Your third option is to audit your friends. When you have 5,000 friends on Facebook, my guess is that 4,500 of them are people you pretty much don’t know at all and whose relationships you don’t value. Maybe you were building up a personal brand and they’re more followers than friends. Who knows!
There are a ton of different ways you can audit your friends. You can just go to your friends list and click through them, removing any you decide you don’t care about. You can find people you friended solely to monitor their posts and unfriend them, clicking the “follow” button instead, if they have it enabled. You can even take it one day at a time and just watch for birthdays. Anyone having a birthday today that you don’t know or care about? Unfriend them! How’s that for a birthday gift, Linda?
Facebook’s ideal solution is to convert your personal profile into a brand page. In fact, if Facebook has been known to forcibly convert profiles into pages if their activity looks too much like branded activity, even though they often get it wrong.
When you convert a profile into a page, you’re actually copying your profile as a page. You still have your profile afterwards. All of your friends will be followers of your new page.
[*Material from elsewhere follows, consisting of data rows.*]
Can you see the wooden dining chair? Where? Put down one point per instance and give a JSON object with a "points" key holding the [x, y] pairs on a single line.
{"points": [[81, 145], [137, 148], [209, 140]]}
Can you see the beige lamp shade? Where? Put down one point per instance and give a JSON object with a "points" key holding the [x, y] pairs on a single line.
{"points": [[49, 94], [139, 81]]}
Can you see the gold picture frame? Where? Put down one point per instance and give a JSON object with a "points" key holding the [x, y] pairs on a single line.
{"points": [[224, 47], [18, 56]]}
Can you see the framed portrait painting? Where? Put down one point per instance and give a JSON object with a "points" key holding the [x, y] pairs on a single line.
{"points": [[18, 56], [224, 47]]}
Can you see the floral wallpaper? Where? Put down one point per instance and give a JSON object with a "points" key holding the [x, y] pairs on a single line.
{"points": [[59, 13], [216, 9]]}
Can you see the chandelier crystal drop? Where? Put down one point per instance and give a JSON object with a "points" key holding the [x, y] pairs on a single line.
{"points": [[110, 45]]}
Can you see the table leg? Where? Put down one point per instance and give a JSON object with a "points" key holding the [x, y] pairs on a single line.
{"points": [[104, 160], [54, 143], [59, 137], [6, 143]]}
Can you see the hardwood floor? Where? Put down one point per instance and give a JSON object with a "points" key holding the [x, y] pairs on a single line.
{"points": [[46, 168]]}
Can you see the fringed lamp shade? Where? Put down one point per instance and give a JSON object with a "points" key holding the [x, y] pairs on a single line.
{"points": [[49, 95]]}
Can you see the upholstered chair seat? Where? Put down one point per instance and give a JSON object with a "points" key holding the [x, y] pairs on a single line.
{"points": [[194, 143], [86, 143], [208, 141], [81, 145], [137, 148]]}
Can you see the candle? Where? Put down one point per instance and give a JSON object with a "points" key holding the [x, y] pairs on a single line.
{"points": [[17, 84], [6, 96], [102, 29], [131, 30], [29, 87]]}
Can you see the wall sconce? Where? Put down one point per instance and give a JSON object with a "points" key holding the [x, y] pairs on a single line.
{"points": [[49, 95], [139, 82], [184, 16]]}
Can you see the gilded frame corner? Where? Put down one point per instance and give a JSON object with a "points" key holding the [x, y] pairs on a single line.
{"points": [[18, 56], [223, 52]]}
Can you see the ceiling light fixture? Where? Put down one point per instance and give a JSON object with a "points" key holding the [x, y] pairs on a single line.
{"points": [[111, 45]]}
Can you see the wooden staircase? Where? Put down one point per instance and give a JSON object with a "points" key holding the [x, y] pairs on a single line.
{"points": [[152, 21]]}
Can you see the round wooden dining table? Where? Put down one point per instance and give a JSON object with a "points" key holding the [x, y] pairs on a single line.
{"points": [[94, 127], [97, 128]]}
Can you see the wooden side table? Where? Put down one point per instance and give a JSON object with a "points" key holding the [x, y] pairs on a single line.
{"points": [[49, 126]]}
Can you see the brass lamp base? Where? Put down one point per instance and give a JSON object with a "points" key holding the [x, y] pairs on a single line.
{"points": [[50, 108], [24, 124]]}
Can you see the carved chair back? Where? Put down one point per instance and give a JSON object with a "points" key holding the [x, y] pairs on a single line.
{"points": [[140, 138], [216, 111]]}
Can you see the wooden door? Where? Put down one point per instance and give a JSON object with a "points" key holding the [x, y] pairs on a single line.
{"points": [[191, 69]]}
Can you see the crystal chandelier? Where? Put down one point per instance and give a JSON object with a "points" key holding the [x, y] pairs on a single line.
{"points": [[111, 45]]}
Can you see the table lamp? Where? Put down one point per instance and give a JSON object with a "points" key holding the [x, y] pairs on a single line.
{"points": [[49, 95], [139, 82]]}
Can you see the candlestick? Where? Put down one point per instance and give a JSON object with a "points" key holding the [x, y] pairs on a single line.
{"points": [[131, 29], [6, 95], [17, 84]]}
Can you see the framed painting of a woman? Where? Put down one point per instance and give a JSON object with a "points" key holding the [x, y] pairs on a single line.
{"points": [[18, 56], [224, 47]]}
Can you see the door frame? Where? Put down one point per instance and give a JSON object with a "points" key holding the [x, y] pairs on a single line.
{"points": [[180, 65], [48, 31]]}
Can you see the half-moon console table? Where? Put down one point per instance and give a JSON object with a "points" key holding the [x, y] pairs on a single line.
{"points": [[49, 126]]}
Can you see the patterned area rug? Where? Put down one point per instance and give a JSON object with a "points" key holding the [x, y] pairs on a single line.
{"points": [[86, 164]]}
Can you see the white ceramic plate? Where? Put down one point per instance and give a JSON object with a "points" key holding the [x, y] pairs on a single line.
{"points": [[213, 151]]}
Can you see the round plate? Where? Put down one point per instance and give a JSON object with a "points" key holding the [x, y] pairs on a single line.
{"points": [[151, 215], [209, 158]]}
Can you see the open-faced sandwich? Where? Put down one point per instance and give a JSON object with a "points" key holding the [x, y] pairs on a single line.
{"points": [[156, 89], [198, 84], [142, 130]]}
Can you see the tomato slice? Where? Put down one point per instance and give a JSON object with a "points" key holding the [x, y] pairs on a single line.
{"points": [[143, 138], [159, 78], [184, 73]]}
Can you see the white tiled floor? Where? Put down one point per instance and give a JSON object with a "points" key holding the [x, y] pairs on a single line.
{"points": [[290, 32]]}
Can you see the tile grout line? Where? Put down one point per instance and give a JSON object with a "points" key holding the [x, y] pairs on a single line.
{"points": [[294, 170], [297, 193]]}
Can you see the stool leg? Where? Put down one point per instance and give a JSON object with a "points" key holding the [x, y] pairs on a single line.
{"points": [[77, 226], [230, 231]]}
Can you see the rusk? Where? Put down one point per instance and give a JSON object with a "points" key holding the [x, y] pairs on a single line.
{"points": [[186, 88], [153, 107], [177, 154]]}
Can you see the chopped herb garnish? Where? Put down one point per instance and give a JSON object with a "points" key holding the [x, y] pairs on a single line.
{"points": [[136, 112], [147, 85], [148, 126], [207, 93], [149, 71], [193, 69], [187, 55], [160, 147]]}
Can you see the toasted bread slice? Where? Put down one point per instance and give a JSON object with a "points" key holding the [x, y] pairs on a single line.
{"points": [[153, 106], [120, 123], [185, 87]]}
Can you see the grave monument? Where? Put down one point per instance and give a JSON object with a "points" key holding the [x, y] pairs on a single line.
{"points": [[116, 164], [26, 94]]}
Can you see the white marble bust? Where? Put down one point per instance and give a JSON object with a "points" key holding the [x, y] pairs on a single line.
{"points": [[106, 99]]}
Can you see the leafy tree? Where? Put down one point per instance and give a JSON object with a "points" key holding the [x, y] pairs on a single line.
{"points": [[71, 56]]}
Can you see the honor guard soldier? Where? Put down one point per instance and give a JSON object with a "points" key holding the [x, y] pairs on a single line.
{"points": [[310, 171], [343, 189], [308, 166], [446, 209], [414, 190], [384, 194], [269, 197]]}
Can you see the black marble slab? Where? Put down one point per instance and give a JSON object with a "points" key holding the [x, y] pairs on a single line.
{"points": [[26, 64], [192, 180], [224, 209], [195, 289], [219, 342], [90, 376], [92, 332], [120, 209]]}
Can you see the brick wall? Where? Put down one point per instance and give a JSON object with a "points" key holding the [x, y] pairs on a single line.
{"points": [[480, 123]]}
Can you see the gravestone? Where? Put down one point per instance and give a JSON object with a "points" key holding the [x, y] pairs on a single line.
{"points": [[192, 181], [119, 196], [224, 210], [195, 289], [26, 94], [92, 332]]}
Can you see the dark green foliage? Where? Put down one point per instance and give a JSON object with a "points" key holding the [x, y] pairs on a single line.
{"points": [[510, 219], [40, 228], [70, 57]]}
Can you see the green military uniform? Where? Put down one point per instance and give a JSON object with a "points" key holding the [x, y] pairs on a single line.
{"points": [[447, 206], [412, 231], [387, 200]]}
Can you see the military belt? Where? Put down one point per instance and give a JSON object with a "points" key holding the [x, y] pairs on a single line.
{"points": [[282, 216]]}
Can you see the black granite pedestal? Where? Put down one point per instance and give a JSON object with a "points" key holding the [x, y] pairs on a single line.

You can then purge friends from your personal profile to open up more room, while building them up as an audience for your page.
The page you create will have your name, profile picture, and cover photo by default. You will be able to choose which, if any, photos or videos you want to copy over.
One side note is that if your personal profile is Verified, you will lose the verification mark when you split into a page. You will have to re-apply for verification on both your profile and your page to get them verified. This probably isn’t a huge deal to most of you, but some might be concerned about it.
You can read more about how Facebook handles converting a profile into a page in their help center here. Be sure to check this link just in case their information has changed since the last time I updated this post.
Honestly, personally, I don’t feel that there’s any valid reason to reach 5,000 friends on a personal profile. You should likely create and start growing a personal brand page long before you reach that point. Heck, many brands struggle to find 5,000 followers; if you have that many friends, you’re already ahead of the game.